The historical precedent for the government seeking more data, only to use it for other purposes, is 9/11. “Massive” data collection programs painted as essential to fighting terrorism brought in more information than agencies could even use, said Rachel Levinson-Waldman, senior counsel for the Liberty and National Security Program at the Brennan Center for Justice.
The National Security Entry-Exit Registration System interviewed men from Arab countries, which was “obviously discriminatory on its face,” without producing any prosecutions, Levinson-Waldman said.

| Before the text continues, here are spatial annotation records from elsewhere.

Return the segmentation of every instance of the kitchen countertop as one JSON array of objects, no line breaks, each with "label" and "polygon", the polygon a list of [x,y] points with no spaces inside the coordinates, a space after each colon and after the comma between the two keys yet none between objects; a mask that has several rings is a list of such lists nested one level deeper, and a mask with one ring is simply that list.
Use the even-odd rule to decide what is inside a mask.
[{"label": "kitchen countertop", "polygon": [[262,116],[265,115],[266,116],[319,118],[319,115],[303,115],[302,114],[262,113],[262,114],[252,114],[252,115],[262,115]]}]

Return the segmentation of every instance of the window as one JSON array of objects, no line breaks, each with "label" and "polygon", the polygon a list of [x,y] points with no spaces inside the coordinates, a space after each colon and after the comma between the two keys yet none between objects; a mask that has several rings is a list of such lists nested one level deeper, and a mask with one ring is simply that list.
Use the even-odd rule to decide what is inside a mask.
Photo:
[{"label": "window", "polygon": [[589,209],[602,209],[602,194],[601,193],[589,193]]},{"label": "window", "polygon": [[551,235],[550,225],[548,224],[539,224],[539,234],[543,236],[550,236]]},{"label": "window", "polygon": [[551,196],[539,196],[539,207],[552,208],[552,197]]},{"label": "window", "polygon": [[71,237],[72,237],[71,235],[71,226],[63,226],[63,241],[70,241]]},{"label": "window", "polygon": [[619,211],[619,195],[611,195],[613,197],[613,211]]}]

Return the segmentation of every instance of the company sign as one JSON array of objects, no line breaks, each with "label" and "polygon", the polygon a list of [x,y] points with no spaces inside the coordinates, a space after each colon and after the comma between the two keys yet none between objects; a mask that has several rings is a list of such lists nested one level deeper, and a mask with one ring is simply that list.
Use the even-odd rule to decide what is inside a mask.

Some of the Patriot Act’s surveillance programs persist today.
“When you’re talking about agencies getting this information that have the power to prosecute, the power to surveil, the power to detain and deport, you want there to be a high bar,” she said. “Is this administration likely to pay close attention to concerns about privacy and downstream use? No.”
States could potentially step in and address such concerns given that they’re doing much of the initial data collection, Levinson-Waldman said.
But several states have also floated coronavirus legislation that would require people identified as needing to quarantine to download an app reporting their location — raising more privacy concerns, Gidari said. Alternatively, New York City is having residents self-report coronavirus conditions for public health use exclusively.
A European approach to data privacy, akin to the General Data Protection Regulation, is needed in the U.S., privacy advocates say, but federal regulators and legislators haven’t acted. Privacy definitions in current laws are too general and easily circumvented to be meaningful, Gidari said.
“If you really want to unleash innovation in the tech sector to address problems like pandemics on that scale, you need to eliminate the fear of the long tail of the data,” he said. “And so if you could do anything by rule — [Department of Health and Human Services], [Federal Communications Commission] — they could immediately solve this problem of the fear by prohibiting any secondary use of the data outside the public health administration.”
Multiple pieces of oversight
Unfortunately, the U.S. approach to privacy is sector-specific, meaning multiple rules would need to be issued, Federman said.
The FCC handles broadband and location data from the telecom industry, while the Federal Trade Commission has more jurisdiction over Google, Facebook and the third-party ad tech companies peddling different kinds of location data. HHS could address health data privacy, and there’s also the Health Insurance Portability and Accountability Act, the Children’s Online Privacy Protection Act and the Gramm-Leach-Bliley Act covering financial privacy to contend with.
“I’m hoping that this may prove that we do need to get a federal privacy law on the books, now more than ever, because in some ways Europe was more prepared to handle this,” Federman said. “Their law, the General Data Protection Regulation, has actual language about a public health crisis and what personal data processing rights apply. We don’t have that here.”